Les deux questions sont très différentes. En eux-mêmes, les objets connectés ne sont pas très innovants. Ce ne sont pas de nouvelles technologies, mais une extension du domaine du Web, que nous connaissons déjà. Le frigo, la voiture connectés… cela ne construit pas un nouveau monde. Du côté de la robotique, il y a des questions plus émergentes, plus passionnantes. Prenez par exemple le nombre des personnes âgées dans le monde développé : il n’y aura pas assez de jeunes gens pour s’occuper de toutes les personnes âgées qui nécessitent des soins fatigants et intenses. On peut donc penser que des robots vont se multiplier pour prodiguer ces soins et tenir compagnie aux plus âgés. Ce qui pose une question d’éthique : est-ce une atteinte à la dignité des personnes âgées que de les confier à des mains de métal ? Vous-même, souhaitez-vous que des machines vous tiennent compagnie en fin de vie ?

En quoi la philosophie est-elle encore utile dans un monde de l’instantané et de la rentabilité à tout prix ?

La philosophie n’est pas vraiment utile, au sens où le serait un ouvre-bouteille. La philosophie donne des outils pour réfléchir, mais elle n’est pas elle-même un outil. Je dirais les choses ainsi : si vous vous posez des questions essentielles sur le sens de la vie, et que vous n’avez pas envie d’en parler à un psy ni à un curé (ou un imam), la philosophie est faite pour vous.
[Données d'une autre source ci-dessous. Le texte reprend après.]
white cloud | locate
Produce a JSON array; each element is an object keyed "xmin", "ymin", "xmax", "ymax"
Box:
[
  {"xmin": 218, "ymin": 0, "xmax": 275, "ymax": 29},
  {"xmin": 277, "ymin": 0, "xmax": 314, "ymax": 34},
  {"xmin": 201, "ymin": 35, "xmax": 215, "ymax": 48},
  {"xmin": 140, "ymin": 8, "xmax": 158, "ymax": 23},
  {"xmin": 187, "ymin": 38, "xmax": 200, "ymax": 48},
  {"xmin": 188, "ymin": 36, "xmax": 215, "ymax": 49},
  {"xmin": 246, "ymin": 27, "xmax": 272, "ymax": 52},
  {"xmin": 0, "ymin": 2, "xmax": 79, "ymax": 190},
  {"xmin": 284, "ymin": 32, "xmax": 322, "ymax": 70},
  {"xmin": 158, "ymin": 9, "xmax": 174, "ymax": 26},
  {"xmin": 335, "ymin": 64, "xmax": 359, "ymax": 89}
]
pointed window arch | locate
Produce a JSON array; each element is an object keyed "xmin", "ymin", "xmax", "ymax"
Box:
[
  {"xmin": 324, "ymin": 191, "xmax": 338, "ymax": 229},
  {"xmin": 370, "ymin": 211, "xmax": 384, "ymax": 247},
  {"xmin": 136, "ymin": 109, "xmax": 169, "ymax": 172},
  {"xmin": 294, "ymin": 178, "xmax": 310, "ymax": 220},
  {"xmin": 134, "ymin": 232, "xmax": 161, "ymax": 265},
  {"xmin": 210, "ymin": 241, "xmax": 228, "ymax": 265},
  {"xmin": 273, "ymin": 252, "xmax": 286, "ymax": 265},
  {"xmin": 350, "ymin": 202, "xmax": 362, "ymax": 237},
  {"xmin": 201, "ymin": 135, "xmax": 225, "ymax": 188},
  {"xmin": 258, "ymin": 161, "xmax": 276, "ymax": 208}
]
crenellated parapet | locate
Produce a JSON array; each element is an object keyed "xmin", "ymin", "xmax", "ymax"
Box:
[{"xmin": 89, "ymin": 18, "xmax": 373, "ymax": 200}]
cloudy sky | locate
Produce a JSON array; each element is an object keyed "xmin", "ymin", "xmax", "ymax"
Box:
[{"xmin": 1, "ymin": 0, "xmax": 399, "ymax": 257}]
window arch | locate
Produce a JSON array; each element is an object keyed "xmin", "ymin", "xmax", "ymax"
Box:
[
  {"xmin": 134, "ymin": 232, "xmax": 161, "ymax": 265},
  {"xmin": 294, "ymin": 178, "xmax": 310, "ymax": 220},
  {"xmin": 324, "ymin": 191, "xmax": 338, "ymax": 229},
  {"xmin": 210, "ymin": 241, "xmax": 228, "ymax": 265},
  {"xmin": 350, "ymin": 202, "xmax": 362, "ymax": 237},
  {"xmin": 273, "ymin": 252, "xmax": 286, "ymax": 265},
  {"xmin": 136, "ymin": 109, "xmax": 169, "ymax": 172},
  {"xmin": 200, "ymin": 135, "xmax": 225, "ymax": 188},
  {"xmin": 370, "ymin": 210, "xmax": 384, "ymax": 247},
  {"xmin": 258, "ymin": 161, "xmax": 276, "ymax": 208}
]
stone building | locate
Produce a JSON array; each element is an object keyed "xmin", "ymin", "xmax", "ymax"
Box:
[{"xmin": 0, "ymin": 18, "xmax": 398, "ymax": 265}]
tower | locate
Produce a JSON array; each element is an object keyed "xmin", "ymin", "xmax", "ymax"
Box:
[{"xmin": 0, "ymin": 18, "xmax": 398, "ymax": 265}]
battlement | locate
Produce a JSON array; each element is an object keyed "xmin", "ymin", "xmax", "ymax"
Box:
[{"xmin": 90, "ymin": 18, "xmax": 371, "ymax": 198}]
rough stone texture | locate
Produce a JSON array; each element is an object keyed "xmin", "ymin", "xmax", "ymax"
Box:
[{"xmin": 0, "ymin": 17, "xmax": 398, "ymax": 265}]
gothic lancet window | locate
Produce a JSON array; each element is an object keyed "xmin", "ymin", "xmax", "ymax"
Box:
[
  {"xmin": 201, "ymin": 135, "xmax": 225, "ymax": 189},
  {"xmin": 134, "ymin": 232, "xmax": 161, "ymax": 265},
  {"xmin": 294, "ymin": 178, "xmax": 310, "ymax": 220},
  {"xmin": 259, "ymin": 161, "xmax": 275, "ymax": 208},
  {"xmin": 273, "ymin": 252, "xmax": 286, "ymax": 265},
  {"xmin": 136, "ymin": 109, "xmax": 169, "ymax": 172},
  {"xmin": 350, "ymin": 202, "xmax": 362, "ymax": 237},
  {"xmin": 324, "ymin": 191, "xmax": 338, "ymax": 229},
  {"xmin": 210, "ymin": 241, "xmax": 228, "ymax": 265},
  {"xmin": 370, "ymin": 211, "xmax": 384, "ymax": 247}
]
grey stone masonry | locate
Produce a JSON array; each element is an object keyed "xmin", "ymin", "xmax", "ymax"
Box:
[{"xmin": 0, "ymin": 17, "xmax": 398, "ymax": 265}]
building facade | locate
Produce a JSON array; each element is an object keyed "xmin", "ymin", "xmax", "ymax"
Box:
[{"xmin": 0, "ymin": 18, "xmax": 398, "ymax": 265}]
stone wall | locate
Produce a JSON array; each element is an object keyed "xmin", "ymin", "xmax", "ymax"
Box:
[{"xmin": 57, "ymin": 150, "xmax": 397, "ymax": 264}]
Une société où tous les faits et gestes de chacun sont potentiellement tracés est-elle encore humaine ?

Il faudrait pouvoir s’appuyer sur une définition précise de l’humain pour définir ce qui l’est et ce qui ne l’est pas ! Ce qui est certain, c’est que nous risquons, avec nos objets connectés et nos assistants électroniques, d’être entourés d’applications qui optimisent notre mode de vie – notre régime alimentaire, notre sommeil, nos trajets, nos loisirs, notre emploi du temps… Mais l’optimisation, si elle étend sa logique à toutes les sphères de l’existence, finit par être insupportable. Nous avons aussi besoin de poches de liberté, d’excès et d’incohérence.
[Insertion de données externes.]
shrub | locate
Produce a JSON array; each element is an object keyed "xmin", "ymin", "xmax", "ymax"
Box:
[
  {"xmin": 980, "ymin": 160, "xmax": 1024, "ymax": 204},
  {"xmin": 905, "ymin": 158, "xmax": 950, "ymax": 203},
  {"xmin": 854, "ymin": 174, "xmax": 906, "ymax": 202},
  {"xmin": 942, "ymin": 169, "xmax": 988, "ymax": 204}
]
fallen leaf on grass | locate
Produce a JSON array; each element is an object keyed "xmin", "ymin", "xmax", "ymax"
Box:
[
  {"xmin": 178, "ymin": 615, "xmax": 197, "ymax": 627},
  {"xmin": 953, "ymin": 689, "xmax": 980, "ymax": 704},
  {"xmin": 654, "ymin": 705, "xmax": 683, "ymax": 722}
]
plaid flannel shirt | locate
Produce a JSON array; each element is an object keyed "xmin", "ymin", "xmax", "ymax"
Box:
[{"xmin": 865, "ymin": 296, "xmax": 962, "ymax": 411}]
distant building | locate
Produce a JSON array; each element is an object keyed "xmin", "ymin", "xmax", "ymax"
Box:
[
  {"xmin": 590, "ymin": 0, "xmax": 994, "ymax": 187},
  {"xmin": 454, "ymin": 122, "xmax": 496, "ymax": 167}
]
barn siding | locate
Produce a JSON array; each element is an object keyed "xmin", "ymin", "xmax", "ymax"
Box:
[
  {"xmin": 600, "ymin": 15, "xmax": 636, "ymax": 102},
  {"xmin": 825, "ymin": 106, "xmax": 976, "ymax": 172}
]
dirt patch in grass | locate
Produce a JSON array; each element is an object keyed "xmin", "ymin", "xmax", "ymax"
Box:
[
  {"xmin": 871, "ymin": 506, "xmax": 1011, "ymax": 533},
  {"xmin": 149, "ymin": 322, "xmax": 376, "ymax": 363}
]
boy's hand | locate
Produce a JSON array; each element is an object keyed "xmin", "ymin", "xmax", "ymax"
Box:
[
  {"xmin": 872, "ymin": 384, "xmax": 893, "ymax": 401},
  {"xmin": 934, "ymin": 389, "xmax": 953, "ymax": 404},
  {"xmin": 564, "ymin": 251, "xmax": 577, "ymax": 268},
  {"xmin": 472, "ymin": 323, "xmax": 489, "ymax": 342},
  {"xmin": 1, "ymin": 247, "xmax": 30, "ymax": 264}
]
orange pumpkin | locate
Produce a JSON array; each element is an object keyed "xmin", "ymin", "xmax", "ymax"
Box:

Dans votre dernier ouvrage intitulé « Ce qui nous relie », vous évoquez vos entretiens avec le milliardaire Peter Thiel. Quel regard portez-vous sur les thématiques transhumanistes ?  

Le transhumanisme propose de lever toutes les contraintes juridiques ou éthiques que l’on fait peser sur l’intervention sur l’humain, afin d’accroître la durée de vie. C’est un programme rationnel, et je dois dire que je suis partagé. Rationnellement, je ne vois pas pourquoi on s’interdirait des thérapies qui permettent de vivre plus longtemps. C’était déjà le voeu de Descartes et la mission qu’il assignait à la technique. Mais affectivement, je suis attaché au caractère tragique de la condition humaine, à sa finitude, à une certaine vulnérabilité de nos corps. Du point de vue politique, de plus, le problème de savoir qui on autorise à agir sur le génome humain, par exemple, ou qui possède les données biométriques des citoyens, est aussi très embarrassant. Le transhumanisme est une idéologie qui propose d’accélérer pied au plancher, dans un domaine où il convient de progresser avec la plus grande prudence, donc de rester en première. Ce qui est de toute façon exclu, car cela ne s’est jamais vu dans l’histoire des sciences et des techniques, c’est la marche arrière.